Sweet Tooth takes place in the late 1970s, primarily during the Winter of Discontent. It follows Serena Frome, a beautiful young maths graduate from Cambridge who is recruited into MI5 through her relationship with an older university professor. Although initially at the bottom of the pile, she is soon recruited into ‘Operation Sweet Tooth’, where writers are covertly funded by MI5 to unwittingly create anti-Soviet propaganda. Serena is assigned to Tom Haley, a young writer at the University of Sussex, so she goes to him posing as a representative of an organisation which funds promising writers. It’s not long before they begin a relationship, with Serena hiding her true identity as an agent of MI5.

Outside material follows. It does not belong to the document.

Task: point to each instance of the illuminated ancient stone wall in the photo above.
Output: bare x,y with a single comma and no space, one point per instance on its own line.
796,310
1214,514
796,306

The actual plot of Sweet Tooth is fairly predictable. It follows familiar paths, and is in some ways a fairly conservative book. There’s an undeniable autobiographical element to the book, with Haley in many ways paralleling McEwan himself early in his career. I’m always interested when authors portray themselves in a book from the point of view of another character, such as Stephen King’s role in his Dark Tower books. McEwan is probably kinder to himself than King was, but there’s still a strong feeling that Haley is an immature figure. After reading First Love, Last Rites, I’m inclined to agree.
I’m a sucker for a good story-in-a-story, and Sweet Tooth is packed with them. Serena reads a handful of short stories by Haley, and relays them to the reader, and they’re actually all very entertaining, as well an interesting insight into McEwan’s own creative process. McEwan parodies his own previously overly verbose writing, although his style has become a lot more restrained, and better.
Serena is an amusing character, whose shallowness and element of self-obsession makes her a difficult to like figure, but still sympathetic enough to make a compelling protagonist. Haley is an enigmatic figure, almost impossible to separate from McEwan himself.